The following lawsuits were recently filed at the Court of International Trade:
The Commerce Department filed Oct. 25 for a voluntary remand of a Section 232 exclusion case with the consent of the counsel for the plaintiff, importer CPW America Co., at the Court of International Trade. Finding that the remand would expedite the case's resolution, Commerce said that because the case involves only one exclusion request, the agency would be able to reconsider the exclusion within the standard 90-day remand period (CPW America Co. v. United States, CIT #21-00335).
CBP misclassified imports of certain inflatable swimming pool floats and lounges, importer Swimways Corporation said in an Oct. 22 complaint at the Court of International Trade. Arguing against CBP's classification, Swimways leaned on a case it won at CIT in 2018 favoring its preferred Harmonized Tariff Schedule subheading for the pool floats (Swimways Corporation v. United States, CIT #13-00397).
The Court of International Trade on Oct. 25 reversed the dismissals of multiple tariff classification lawsuits over LED lamps after counsel for the plaintiffs argued that the events that resulted in the dismissals constituted "excusable neglect." Judge Leo Gordon ordered that the 10 dismissed cases be restored to the Customs Case Management Calendar (Target General Merchandise, Inc. v. United States, CIT #14-00283).
Multinational conglomerate Honeywell Inc. expects to pay upwards of $160 million to settle investigations by the Department of Justice and Brazilian law enforcement over alleged violations of the Foreign Corrupt Practices Act, the company said in its quarterly report filed on Oct. 22 with the Securities and Exchange Commission. The company said it continues to cooperate with DOJ and the SEC throughout the investigations, including regarding a potential resolution of the allegations. Honeywell said that it recorded a $160 million charge in its Consolidated Statement of Operations, also accruing a liability on its Consolidated Balance Sheet to account for the expected payout.

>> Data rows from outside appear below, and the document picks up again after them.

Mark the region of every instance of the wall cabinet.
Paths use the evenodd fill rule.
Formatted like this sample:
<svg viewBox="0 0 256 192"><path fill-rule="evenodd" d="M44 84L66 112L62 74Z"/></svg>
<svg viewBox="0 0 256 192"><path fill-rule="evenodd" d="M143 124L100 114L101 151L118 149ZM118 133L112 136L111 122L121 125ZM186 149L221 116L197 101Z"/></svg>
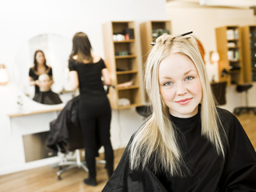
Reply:
<svg viewBox="0 0 256 192"><path fill-rule="evenodd" d="M241 28L236 26L215 29L217 50L219 54L218 74L220 81L228 85L244 82Z"/></svg>
<svg viewBox="0 0 256 192"><path fill-rule="evenodd" d="M241 27L246 82L256 82L256 26Z"/></svg>
<svg viewBox="0 0 256 192"><path fill-rule="evenodd" d="M170 34L170 21L148 21L140 24L143 77L146 61L152 48L150 43L163 34ZM148 100L146 91L145 100Z"/></svg>
<svg viewBox="0 0 256 192"><path fill-rule="evenodd" d="M134 22L103 24L105 61L114 89L108 94L112 109L142 105Z"/></svg>

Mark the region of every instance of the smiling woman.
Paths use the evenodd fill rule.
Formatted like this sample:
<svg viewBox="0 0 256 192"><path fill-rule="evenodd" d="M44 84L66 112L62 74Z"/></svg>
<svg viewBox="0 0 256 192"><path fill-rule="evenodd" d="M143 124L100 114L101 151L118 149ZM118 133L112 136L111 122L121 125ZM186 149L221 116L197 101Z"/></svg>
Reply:
<svg viewBox="0 0 256 192"><path fill-rule="evenodd" d="M68 38L44 34L29 39L17 54L14 66L14 78L21 91L31 99L34 97L35 87L30 83L29 71L34 66L34 53L38 50L43 51L46 65L51 68L51 90L54 93L66 93L70 90L67 63L70 53L71 40ZM61 94L62 100L66 100L66 95Z"/></svg>

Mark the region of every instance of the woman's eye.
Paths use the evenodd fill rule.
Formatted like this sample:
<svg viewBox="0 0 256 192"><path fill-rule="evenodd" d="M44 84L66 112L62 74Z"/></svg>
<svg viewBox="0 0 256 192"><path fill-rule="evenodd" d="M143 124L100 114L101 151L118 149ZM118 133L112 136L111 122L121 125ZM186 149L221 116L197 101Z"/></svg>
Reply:
<svg viewBox="0 0 256 192"><path fill-rule="evenodd" d="M172 85L172 82L165 82L163 85L164 86L170 86L170 85Z"/></svg>
<svg viewBox="0 0 256 192"><path fill-rule="evenodd" d="M189 76L189 77L186 77L186 80L192 80L194 78L194 77L192 77L192 76Z"/></svg>

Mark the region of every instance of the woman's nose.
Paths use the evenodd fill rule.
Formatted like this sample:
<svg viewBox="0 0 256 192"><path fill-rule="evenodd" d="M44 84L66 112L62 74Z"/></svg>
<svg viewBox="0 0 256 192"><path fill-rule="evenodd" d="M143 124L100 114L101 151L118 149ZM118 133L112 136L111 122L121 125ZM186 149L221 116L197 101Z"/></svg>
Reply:
<svg viewBox="0 0 256 192"><path fill-rule="evenodd" d="M187 93L187 89L186 85L184 83L178 83L176 93L178 95L186 94Z"/></svg>

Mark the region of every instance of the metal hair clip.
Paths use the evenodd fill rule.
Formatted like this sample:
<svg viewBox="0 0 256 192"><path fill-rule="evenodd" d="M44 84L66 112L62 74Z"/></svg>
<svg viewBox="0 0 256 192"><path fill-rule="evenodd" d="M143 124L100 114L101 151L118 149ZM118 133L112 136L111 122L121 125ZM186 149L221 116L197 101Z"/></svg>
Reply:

The U.S. Court of Appeals for the 2nd Circuit has the jurisdiction to hear a case involving Turkey's state-owned bank Halkbank's sanctions-evasion charges, the appellate court said in an Oct. 22 opinion. Rejecting a motion to dismiss the case from Halkbank, a three-judge panel at the court said that the district court properly found that it had jurisdiction over federal criminal prosecution of Halkbank, skirting immunity conferred under the Foreign Sovereign Immunities Act. However, the 2nd Circuit stopped short of answering whether the FSIA universally confers immunity on foreign sovereigns in a criminal context. Even if the act gave Halkbank immunity, the panel said that Halkbank qualified for commercial activity exceptions to immunity because its sanctions evasion scheme happened in the U.S.
A host of Indian stainless steel flange exporters challenged the Commerce Department's final results of the first administrative review of the antidumping duty order on the subject flanges, in an Oct. 23 complaint at the Court of International Trade. In the complaint's two counts, the exporters are contesting Commerce's determination of the "all other" rate since it was derived using an adverse facts available rate for one of the respondents, and the agency's failure to calculate a dumping margin for respondent Chandan based on its own information instead of relying on AFA (Echjay Forgings Private Limited, et al. v. United States, CIT #21-00542).
Importer Cyber Power Systems (USA) Inc.'s telecommunications cables qualify for Section 301 China tariff exclusions and the duties it paid on the cables should be refunded, the importer argued in an Oct. 22 complaint at the Court of International Trade challenging CBP's denial of its protest, which sought to apply a particular exclusion (Cyber Power Systems (USA) Inc. v. United States, CIT #21-00200).
Exporter Cheng Shin Rubber Ind. Co. failed to obtain the consent of the U.S. before it filed its motion for a statutory injunction against the liquidation of its light-truck spare tire models in an antidumping duty challenge, the Department of Justice argued in an Oct. 13 brief at the Court of International Trade. Rather, counsel for Cheng Shin completely misrepresented DOJ's position, declaring that it had the government's consent for the injunction, when it didn't, DOJ said. Opposing the scope of the injunction, which the court has already granted, DOJ also took issue with the fact that Cheng Shin applied for an "open-ended injunction" (Cheng Shin Rubber Ind. Co. Ltd. v. U.S., CIT #21-00398).
The Court of International Trade on Oct. 22 backed the Commerce Department's decision to pick Malaysia as the primary surrogate country in an antidumping duty review, despite using a Romanian company's financial statements to determine the surrogate financial ratios is backed by substantial evidence. Sustaining Commerce's remand results in the AD review, Chief Judge Mark Barnett also upheld the agency's surrogate value selection for bituminous coal, an input of the subject merchandise of the review, activated carbon, and Commerce's financial ratio calculations.